“Phones unfortunately more widespread than food.”

Matthew Cordell writes:

The WFP has announced a new twist in its successful program using mobile phones to alert Iraqi refugees in Syria about available food aid… [Quoting Reuters] “Iraqi refugees in Syria will this week start receive U.N. text messages they can redeem for fresh food in local shops. “…

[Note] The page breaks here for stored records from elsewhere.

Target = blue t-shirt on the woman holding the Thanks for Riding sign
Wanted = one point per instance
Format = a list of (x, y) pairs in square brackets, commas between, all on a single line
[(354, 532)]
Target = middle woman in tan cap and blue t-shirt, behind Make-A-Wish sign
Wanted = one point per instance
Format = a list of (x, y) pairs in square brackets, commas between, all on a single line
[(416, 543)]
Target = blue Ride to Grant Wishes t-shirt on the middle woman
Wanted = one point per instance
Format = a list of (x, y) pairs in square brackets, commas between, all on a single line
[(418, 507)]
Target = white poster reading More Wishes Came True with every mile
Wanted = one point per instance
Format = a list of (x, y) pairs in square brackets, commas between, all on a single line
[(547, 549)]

FP’s Joshua Keating notes the strangeness of a world in which people don’t have access to food but own mobile phones. I hear what he’s saying, and the situation may even be more shocking than he knows. According to the UN’s International Telecommunications Union, worldwide at the end of 2008 there were 4.1 billion mobile phone subscriptions, buoyed by developing countries, where two-thirds of those subscriptions were used. The WFP’s work in Syria is just one of the many projects taking advantage of the ubiquity of mobile device to affect change in the developing world. A report last year from the UN Foundation and the Vodafone Group Foundation details a series of case studies that are fascinating.

On a related note, Barbara Demick’s profile of a North Korean refugee and famine in North Korea is horrifying. It is, indeed, very possible to live in a society with all sorts of modern amenities but no food.

Moreover, hunger worldwide is growing as food prices continue to rise, despite the recession and advances in technology.